Autonomous vehicle, or self-driving car, is a computer-controlled vehicle that drives itself. It should not be viewed simply as an upgraded car, however. The implications of the AV vision go much deeper, painting a picture of a full smart-city infrastructure. AV tech is predicted by most experts to reach maturity around and after year 2040, and if we do not increase awareness about this new technology and agree on solutions to possible problems, we will not be ready by that time the technology enter our daily lives. Let’s consider what ethical, practical, and legal issues AV may raise, and what possible solutions we could find for those.
Driving is a complex task that involves perception, navigation, planning, inference, decision-making, and controlling the vehicle. Humans use brain, hands and feet, and the AV uses neural networks and mechanical components. Cameras and radar make the AV’s perception function possible, inference is secured through algorithms to predict the intent of cars or pedestrians, etc. Another component of driving is the unpredictability – from sudden weather changes to unexpected human actions and reactions. How well can AV deal with it?
Let’s first consider the types of AV and the evolution it has traveled so far.
Currently, the Society of Automotive Engineers classifies AVs as “Level 0” to “Level 5.” Levels of 0 to 3 are more of extra functions, AI tools that the human driver uses. Level 4 is more autonomous, but it drives on a fixed route. Finally, Level 5 (L5) is fully autonomous, for instance, a robo-bus controlled by an app.
Levels 0 through 3 are available in commercial vehicles now, L4 has been deployed experimentally in some cities in 2018, but L5 is still far out of reach. One of the main problems is that AI needs to be trained on large amount of data representative of real-life driving, but there is no way no to collect that much information on all possible movements of the objects on the road in all possible scenarios. We could synthesize data and program rules, but synthesized data is not as good as the real one, and the rules may be inapplicable or contradicting in certain situations.
The promise of AV is greater convenience, lower cost, and improved safety. Let’s consider the possibilities.
AI algorithms can move AVs be closer to people who might need a ride soon (e.g. when an event is about to conclude, or when an airplane lands in the airport). The routes of AVs routes can be optimized depending on the total amount of time users wait and the total amount of time AVs are empty. Carpooling will cost much less with AVs, because 75 percent of the fare currently goes to the driver.
In the post-2041 world, where AVs are as much part of our lives as smartphones are now, people would gain the hours spent on driving back for their lives. As more data is collected, the AI technology for AV would improve, and the efficiency of AV would increase with more automation. Subsequently, AVs would be used more, driving down the cost, and with the many hours freed from driving, greater productivity would follow.

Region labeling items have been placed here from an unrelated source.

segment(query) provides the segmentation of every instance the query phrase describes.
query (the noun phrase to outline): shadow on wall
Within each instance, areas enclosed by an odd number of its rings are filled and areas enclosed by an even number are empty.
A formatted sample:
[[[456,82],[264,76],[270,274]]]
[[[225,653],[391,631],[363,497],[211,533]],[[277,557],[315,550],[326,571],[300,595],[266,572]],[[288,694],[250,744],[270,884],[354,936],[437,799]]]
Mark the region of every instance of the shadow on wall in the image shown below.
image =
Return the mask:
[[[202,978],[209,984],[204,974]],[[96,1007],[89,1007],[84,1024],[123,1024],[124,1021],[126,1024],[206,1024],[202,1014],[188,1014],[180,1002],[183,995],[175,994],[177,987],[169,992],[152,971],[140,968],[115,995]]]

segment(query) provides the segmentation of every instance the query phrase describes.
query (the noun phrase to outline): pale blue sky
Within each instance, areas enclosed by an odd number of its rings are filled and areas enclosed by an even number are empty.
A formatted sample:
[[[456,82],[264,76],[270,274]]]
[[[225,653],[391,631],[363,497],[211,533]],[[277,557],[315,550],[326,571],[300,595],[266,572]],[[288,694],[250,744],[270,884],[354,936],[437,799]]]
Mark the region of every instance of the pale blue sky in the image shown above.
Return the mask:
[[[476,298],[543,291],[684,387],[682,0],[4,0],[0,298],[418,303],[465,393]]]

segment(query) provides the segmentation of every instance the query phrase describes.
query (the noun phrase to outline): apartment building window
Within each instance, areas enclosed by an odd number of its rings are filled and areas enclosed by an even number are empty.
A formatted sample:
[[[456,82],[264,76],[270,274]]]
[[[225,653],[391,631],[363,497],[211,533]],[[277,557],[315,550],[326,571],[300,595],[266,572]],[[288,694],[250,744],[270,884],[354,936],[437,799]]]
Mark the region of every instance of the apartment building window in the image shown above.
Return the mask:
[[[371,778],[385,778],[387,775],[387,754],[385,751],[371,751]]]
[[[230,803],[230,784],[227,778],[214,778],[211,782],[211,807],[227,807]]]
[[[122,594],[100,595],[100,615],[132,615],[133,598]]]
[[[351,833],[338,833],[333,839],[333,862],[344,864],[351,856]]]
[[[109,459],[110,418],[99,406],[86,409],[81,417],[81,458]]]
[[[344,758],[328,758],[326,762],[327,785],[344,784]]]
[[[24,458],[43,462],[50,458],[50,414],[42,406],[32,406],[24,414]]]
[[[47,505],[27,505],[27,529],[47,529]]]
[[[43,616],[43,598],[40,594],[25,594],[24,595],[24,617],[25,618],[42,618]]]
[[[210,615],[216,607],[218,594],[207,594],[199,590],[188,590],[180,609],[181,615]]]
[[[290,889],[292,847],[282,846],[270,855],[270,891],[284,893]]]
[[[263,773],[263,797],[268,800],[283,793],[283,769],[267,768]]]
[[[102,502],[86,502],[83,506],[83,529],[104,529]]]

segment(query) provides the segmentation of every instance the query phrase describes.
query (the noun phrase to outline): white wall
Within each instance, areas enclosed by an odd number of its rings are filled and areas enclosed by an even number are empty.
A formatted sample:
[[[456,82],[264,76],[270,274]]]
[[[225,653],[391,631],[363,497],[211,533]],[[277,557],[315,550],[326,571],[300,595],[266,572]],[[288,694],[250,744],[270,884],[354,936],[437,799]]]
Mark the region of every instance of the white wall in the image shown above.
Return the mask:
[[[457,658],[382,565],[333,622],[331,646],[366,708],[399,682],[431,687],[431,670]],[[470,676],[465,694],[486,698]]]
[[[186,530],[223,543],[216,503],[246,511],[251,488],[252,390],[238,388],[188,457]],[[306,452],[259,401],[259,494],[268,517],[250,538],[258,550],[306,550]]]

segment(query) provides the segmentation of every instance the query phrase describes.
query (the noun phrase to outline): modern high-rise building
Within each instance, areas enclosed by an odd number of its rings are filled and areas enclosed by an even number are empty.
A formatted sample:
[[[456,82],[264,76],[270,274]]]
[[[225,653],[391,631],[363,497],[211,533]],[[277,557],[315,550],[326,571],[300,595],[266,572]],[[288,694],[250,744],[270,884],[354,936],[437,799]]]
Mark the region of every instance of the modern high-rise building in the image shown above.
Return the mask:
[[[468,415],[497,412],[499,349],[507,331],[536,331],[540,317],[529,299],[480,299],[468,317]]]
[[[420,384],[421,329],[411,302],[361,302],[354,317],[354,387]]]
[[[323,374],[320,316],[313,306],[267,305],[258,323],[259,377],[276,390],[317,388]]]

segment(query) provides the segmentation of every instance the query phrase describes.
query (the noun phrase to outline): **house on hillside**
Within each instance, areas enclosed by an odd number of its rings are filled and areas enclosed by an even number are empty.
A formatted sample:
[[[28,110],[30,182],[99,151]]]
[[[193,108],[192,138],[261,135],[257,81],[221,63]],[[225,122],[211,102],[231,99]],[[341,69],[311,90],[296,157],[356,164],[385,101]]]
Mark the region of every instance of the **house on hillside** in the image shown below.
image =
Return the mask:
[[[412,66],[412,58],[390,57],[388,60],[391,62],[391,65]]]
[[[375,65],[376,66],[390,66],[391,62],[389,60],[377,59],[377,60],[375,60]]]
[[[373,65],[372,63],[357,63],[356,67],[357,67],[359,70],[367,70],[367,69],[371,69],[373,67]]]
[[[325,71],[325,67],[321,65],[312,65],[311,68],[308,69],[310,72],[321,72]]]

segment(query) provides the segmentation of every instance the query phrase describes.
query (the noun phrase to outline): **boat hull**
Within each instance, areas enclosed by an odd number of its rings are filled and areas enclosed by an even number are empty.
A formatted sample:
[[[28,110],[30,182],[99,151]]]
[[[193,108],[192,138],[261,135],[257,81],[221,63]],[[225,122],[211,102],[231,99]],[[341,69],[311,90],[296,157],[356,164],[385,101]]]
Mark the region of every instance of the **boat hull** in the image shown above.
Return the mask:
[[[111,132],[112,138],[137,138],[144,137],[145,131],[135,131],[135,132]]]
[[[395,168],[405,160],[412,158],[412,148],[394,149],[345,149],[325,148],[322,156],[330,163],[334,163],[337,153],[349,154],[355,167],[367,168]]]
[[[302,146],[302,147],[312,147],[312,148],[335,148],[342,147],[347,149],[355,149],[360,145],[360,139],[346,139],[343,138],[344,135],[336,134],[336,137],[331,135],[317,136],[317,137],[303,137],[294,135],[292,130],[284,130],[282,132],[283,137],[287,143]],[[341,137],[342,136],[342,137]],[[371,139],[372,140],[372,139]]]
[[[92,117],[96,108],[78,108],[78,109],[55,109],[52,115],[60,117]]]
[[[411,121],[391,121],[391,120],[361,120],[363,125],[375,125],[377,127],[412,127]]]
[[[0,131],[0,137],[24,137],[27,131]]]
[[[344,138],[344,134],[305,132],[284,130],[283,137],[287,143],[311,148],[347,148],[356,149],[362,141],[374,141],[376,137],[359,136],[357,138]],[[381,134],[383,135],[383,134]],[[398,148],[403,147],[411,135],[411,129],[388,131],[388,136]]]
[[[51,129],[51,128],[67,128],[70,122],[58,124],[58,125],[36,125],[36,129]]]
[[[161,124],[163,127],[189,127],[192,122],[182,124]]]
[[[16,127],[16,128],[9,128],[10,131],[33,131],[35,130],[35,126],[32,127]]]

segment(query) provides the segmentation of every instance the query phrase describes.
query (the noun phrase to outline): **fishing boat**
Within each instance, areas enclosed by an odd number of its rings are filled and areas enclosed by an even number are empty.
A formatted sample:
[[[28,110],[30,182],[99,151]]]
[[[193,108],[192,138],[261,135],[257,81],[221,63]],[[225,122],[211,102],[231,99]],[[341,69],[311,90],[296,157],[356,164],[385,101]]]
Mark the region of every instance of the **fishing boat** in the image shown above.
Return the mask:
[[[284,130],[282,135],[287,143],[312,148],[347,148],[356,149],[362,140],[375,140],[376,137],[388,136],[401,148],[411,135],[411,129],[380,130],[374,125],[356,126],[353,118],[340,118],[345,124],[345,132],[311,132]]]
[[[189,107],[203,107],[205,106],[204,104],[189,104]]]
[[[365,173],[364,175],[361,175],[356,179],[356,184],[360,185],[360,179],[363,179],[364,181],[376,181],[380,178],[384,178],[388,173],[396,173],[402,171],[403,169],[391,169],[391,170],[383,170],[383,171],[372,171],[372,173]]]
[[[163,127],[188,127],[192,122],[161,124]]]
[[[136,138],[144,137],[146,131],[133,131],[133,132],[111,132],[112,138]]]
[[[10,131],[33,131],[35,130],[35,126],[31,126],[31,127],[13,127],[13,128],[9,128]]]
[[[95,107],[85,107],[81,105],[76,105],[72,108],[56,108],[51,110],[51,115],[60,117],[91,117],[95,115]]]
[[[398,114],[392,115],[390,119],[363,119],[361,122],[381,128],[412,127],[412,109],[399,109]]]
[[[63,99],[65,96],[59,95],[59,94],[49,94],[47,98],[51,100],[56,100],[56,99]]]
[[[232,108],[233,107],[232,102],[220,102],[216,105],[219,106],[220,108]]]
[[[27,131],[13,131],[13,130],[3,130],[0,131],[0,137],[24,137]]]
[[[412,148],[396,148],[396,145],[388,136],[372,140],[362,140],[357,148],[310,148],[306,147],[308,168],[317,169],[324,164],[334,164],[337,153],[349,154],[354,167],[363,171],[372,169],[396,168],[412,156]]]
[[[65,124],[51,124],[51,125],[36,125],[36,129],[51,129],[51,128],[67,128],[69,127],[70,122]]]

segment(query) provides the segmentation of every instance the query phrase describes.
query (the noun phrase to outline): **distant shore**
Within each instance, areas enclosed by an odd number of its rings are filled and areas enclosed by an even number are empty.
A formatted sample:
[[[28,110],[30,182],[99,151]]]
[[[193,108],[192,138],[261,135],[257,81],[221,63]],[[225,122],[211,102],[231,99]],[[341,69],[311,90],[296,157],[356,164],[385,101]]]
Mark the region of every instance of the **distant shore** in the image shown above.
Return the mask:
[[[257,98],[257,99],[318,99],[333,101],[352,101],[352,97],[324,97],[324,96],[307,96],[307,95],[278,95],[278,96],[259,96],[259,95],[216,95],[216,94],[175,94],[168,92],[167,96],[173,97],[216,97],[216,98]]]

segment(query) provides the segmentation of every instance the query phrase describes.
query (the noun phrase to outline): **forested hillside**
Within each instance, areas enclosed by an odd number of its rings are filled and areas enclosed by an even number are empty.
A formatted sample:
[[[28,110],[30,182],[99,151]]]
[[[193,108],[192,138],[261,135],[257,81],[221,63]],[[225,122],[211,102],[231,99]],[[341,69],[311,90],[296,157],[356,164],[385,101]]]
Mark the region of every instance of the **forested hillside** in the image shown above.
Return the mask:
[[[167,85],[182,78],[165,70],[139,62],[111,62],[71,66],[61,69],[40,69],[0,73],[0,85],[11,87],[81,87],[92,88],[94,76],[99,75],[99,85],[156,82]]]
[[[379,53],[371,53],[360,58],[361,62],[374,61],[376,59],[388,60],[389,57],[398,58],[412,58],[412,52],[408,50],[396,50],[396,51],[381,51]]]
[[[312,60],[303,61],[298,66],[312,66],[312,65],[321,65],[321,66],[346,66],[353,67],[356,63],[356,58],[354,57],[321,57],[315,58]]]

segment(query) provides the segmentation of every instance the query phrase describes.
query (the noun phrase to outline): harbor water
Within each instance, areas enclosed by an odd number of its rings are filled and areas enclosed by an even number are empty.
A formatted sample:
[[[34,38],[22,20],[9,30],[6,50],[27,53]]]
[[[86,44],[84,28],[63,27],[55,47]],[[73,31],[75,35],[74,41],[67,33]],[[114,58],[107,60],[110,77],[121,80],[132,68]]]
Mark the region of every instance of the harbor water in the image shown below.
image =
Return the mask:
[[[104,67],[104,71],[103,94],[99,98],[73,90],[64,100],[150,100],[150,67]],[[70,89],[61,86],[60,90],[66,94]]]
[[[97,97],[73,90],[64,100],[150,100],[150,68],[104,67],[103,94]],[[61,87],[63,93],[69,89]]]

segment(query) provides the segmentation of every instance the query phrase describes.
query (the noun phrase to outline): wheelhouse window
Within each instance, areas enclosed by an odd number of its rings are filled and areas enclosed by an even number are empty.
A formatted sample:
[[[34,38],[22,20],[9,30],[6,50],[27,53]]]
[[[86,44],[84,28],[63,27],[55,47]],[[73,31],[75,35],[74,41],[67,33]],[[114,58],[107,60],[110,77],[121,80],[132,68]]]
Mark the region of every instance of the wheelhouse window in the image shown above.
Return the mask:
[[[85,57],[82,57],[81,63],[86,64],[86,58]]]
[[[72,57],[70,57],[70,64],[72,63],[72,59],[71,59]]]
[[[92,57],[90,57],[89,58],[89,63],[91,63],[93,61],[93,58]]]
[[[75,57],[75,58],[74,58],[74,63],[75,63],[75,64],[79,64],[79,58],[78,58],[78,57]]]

AVs will be able to communicate instant messages with one another to increase efficiency. For instance, if an AV is experiencing issues or needs to get ahead on the road, it can signal its needs or intentions, or a warning to other AVs. With the efficient AVs, fewer people will drive and buy cars. A lot of parking garages and spaces will fall out of use, freeing up huge amounts of space, and the reduced traffic congestion will decrease air pollution and consumption of fossil fuels.
Concerning approval of AVs by the governments, it is possible only when AVs are deemed “safer than people.” Several ethical issues arise, such as the concept of entrusting human lives into the hands of AI or the dilemma of “the trolley problem.” And if an accident occurs and includes a fatality, what is the judicial process going to be like? Who is going to be held accountable: car manufacturer, AI algorithm provider, or the engineer?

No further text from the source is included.